1. Writing/Communication Skills

A no-brainer in regards to admissions essays. As an attorney, you're expected to own above-par, even exceptional communication skills.

The admission essay, thus, is just a perfect platform to showcase these skills.

Obviously, your essay doesn't have to seem as the job of a future Pulitzer prize winning author, but as a future lawyer, judge, or politician. The capacity to present ideas skillfully is the primary to success in the legal profession, and good writing is a quite strong indicator of those communication skills.

At the J.D. level, good writing skills are expected in a candidate. A typo, just one grammatical mistake, a factual error - little, oblivious mistakes could run you an area at a law school. While a beautifully written essay won't singularly allow you to get in the law school, a badly written one might run you the admission.

The admissions officer basically looks at the essay and asks: Does the candidate have a powerful command of the English language? Solid writing style and organizational abilities?

Provide the solution to these questions, and you will have one foot inside the college door.

2. Motivation

The admissions committee expects your essay to answer a clear question: Why?

Why do you intend to apply to the college and not that college? Why do you consider you'll produce a good addition to our student body? Why do you consider you'll produce a good lawyer?

Quite simply, the committee is trying to find your motivation to engaging in what the law states school.

Did you decide on an impulse, or because you made a drunken bet with your friend that you have access to into law school. Or even you intend to impress your family, or perhaps its been a lifelong dream of yours to be an attorney.

Quite simply, your reasons for engaging in law school, thus, have to be strong enough to support your application.
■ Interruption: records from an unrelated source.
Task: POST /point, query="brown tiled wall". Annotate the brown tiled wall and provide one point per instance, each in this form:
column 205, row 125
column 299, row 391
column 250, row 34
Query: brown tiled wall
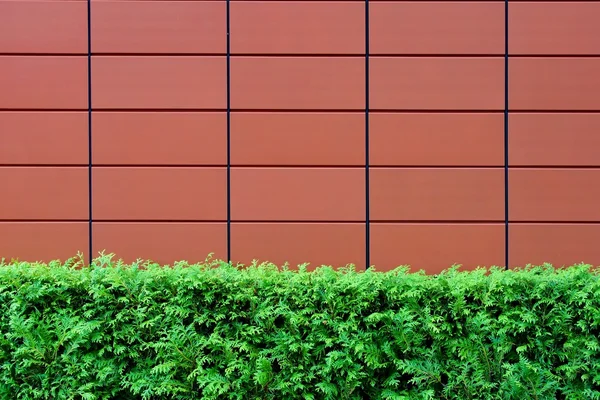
column 288, row 117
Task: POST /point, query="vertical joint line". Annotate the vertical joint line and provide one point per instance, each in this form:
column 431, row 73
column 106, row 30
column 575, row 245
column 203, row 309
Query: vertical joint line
column 506, row 169
column 228, row 5
column 89, row 83
column 367, row 185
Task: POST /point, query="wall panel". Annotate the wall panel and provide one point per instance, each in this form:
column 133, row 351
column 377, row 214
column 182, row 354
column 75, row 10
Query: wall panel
column 435, row 247
column 43, row 241
column 169, row 27
column 545, row 84
column 159, row 138
column 554, row 28
column 437, row 194
column 158, row 82
column 43, row 82
column 297, row 27
column 298, row 138
column 50, row 27
column 561, row 244
column 43, row 138
column 554, row 139
column 437, row 83
column 280, row 83
column 159, row 193
column 436, row 139
column 336, row 244
column 163, row 242
column 297, row 194
column 433, row 27
column 44, row 193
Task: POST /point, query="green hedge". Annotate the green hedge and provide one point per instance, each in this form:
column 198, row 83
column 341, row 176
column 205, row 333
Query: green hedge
column 214, row 331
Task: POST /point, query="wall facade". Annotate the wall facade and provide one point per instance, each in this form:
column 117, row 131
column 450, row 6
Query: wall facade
column 332, row 132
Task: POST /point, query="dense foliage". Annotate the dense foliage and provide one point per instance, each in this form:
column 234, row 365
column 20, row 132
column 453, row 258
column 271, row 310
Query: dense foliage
column 214, row 331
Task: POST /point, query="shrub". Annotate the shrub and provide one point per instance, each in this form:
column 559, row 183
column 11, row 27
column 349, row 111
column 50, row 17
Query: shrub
column 215, row 331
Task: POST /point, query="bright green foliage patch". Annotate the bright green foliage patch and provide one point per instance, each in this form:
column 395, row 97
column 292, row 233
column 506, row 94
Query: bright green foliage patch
column 213, row 331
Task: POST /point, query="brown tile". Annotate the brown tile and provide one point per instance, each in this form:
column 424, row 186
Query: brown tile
column 38, row 82
column 554, row 83
column 544, row 28
column 437, row 83
column 297, row 138
column 557, row 244
column 164, row 243
column 318, row 244
column 44, row 138
column 169, row 138
column 436, row 139
column 154, row 193
column 43, row 27
column 437, row 194
column 44, row 193
column 159, row 82
column 554, row 194
column 159, row 27
column 297, row 194
column 436, row 247
column 297, row 27
column 43, row 241
column 546, row 139
column 282, row 83
column 428, row 27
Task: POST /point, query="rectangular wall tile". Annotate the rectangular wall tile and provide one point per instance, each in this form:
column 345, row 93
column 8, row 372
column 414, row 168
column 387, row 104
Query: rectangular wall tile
column 164, row 243
column 437, row 83
column 164, row 138
column 437, row 194
column 44, row 138
column 569, row 195
column 43, row 27
column 557, row 244
column 547, row 139
column 159, row 82
column 159, row 27
column 436, row 247
column 280, row 83
column 260, row 138
column 43, row 82
column 44, row 193
column 43, row 241
column 551, row 27
column 335, row 245
column 433, row 27
column 554, row 84
column 436, row 139
column 297, row 194
column 154, row 193
column 297, row 27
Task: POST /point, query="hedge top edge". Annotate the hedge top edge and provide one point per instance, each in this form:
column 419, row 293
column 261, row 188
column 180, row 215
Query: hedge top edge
column 109, row 260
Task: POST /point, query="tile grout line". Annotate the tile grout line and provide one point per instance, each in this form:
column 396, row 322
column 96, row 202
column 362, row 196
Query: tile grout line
column 506, row 160
column 367, row 183
column 89, row 83
column 228, row 73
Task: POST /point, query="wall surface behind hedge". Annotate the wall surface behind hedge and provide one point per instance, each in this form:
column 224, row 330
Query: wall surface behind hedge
column 172, row 129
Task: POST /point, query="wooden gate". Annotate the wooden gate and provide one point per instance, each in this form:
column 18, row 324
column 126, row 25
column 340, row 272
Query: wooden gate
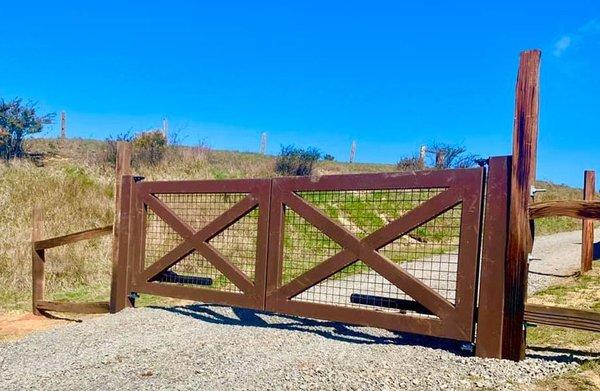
column 201, row 240
column 398, row 251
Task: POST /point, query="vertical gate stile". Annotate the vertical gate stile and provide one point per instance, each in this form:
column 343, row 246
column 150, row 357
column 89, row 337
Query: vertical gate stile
column 491, row 284
column 120, row 280
column 520, row 239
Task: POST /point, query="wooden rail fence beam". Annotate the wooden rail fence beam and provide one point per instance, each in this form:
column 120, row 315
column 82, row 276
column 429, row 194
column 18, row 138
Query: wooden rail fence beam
column 571, row 208
column 37, row 259
column 101, row 307
column 562, row 317
column 587, row 232
column 519, row 240
column 72, row 238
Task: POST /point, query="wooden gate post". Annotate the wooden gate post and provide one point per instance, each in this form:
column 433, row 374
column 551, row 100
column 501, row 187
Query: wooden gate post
column 587, row 239
column 490, row 314
column 520, row 239
column 120, row 257
column 37, row 259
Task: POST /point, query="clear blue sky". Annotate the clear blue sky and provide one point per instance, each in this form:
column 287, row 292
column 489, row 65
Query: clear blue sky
column 390, row 75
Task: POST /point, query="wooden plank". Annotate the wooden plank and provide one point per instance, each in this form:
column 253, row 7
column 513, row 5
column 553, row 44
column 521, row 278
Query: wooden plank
column 562, row 317
column 570, row 208
column 37, row 259
column 491, row 294
column 122, row 168
column 405, row 281
column 119, row 289
column 72, row 238
column 76, row 308
column 522, row 178
column 587, row 232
A drunken bet with friends won't actually cut it, nor will a synthetic reason like impressing family/girlfriend/etc.

What the law states school wants to know that you truly want to get inside, that you truly want to be a lawyer.
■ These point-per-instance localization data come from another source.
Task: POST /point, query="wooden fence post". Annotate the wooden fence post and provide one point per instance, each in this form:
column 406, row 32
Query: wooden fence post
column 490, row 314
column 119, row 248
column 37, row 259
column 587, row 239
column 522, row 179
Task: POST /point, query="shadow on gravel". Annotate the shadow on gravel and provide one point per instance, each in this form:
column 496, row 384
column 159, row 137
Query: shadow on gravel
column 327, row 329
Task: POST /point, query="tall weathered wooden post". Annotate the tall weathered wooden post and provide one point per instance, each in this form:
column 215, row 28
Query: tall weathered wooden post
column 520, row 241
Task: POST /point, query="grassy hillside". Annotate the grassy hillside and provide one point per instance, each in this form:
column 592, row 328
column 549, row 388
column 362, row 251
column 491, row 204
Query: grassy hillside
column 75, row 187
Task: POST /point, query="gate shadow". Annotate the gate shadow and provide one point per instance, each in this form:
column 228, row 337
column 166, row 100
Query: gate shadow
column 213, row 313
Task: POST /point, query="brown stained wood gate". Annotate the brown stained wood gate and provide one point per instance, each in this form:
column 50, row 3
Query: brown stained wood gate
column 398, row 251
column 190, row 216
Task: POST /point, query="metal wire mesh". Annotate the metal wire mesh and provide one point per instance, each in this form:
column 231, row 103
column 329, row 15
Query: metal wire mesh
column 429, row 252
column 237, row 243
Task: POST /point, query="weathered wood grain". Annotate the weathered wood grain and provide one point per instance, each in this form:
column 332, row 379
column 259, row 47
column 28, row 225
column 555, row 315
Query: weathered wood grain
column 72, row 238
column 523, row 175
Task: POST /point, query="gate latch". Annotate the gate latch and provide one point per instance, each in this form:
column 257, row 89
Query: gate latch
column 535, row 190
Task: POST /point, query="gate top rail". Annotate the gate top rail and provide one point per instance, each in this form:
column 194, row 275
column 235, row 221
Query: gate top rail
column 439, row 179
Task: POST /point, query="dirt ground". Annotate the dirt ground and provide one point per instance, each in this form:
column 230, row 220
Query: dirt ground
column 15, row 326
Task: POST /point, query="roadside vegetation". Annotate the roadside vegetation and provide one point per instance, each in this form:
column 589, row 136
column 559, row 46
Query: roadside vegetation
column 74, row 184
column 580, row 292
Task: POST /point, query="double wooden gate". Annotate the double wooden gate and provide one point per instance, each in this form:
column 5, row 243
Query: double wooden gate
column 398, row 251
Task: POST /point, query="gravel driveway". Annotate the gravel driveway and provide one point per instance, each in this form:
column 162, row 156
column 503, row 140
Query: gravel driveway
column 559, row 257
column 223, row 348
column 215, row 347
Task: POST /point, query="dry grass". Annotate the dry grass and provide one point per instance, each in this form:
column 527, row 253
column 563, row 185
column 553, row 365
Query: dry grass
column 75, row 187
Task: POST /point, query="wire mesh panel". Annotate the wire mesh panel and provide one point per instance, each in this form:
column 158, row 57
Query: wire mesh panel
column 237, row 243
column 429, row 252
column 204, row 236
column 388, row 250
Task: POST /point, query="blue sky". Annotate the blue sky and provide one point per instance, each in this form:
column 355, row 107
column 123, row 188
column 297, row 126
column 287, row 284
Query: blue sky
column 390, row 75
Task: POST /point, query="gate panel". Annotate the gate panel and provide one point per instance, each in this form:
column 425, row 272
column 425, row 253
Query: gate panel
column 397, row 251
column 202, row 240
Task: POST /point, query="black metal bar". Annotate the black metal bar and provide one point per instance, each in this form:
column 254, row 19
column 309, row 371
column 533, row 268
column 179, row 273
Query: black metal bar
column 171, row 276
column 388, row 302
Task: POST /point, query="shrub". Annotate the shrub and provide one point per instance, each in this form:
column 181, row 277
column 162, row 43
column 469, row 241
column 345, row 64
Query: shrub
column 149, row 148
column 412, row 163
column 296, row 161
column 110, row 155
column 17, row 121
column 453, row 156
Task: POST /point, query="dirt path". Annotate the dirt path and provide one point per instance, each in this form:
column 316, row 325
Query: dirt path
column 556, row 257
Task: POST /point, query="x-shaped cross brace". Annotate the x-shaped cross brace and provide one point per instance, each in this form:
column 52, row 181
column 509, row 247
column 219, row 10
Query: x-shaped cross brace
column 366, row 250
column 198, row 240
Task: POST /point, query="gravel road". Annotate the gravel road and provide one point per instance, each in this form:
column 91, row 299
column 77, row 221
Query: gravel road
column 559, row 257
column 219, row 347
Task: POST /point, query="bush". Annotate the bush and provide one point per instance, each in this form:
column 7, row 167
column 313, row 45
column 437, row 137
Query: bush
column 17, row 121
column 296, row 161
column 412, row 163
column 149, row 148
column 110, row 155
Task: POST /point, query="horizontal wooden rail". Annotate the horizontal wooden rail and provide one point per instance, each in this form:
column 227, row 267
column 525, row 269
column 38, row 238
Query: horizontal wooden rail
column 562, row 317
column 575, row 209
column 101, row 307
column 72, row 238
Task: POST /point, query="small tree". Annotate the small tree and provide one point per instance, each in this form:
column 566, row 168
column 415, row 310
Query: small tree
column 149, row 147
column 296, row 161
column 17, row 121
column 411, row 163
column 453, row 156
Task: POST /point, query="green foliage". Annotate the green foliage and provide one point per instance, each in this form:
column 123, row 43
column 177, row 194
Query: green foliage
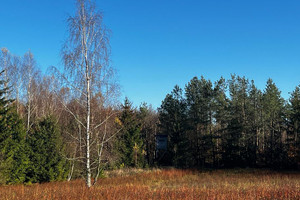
column 172, row 117
column 47, row 161
column 13, row 158
column 129, row 144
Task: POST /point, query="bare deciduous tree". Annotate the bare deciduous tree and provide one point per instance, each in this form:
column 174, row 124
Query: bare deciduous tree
column 89, row 76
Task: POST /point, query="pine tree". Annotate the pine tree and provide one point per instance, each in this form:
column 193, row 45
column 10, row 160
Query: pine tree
column 293, row 140
column 199, row 95
column 273, row 124
column 172, row 117
column 47, row 161
column 13, row 158
column 129, row 144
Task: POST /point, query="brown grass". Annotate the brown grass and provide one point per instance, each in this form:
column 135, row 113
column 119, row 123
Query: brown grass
column 168, row 184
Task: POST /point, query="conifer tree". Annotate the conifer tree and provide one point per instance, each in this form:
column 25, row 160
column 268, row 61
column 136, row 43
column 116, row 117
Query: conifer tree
column 129, row 144
column 273, row 122
column 47, row 161
column 172, row 117
column 293, row 134
column 13, row 158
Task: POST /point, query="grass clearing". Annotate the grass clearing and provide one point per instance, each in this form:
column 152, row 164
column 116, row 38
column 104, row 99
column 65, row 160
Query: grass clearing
column 168, row 184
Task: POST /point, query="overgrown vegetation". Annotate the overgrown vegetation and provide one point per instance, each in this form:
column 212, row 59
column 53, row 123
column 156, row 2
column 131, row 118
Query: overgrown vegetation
column 69, row 124
column 169, row 184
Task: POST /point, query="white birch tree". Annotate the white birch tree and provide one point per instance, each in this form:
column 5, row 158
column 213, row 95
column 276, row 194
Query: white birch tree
column 87, row 74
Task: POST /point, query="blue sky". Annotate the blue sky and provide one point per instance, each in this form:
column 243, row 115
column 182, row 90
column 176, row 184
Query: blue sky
column 159, row 43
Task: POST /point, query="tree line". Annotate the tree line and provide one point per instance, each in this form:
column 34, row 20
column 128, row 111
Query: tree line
column 231, row 124
column 68, row 123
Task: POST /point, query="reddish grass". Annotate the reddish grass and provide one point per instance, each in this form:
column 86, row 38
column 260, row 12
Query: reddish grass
column 168, row 184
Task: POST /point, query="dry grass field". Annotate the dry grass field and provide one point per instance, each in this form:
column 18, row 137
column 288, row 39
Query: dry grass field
column 168, row 184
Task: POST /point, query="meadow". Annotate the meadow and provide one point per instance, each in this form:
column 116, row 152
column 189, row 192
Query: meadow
column 168, row 184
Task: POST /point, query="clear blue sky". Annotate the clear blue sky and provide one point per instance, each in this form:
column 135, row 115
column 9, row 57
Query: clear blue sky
column 159, row 43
Your single, individual goal in the essay, thus, is to prove to the admissions officer that you belong for their school, that you've worked hard to have this far, and that you'll continue doing so once you obtain inside. That you're committed, motivated to be Juris Doctor from your chosen law school.

3. A Real Person

As stated earlier, above anything, the admissions committee members look for character and personality in the essay. Quite simply, the committee members want to believe that they're reading the private statement of a real, live human being.

The admissions committee hasn't seen you. They haven't ever spoken to you. What they find out about you is what is recorded in your transcripts, factual information in your application, and most importantly, what is written in your individual statement.

The non-public statement, thus, becomes the window to your personality, your character. Its how you keep in touch with the admissions officer, woo him, in fact. When asked, admissions officers will often offer you varied advice (be honest, be unique, etc.), that essentially means a very important factor: Be Yourself!

That is, in a way, the exact same advice you'd get while dating.

Imagine the plight of the admissions officers: thumbing through countless stacks of essays, all boring, all penned down mechanically. Then, when he comes across a beautifully crafted essay that speaks to him, connects to him, interests him, you can be sure that he will begin leaning in your favor.

Combine all these elements, and you will have a winner of a law school admissions essay on both hands, one that will charm the hardest of admissions committee and bag you a seat at that law school you've been eying since your undergrad days.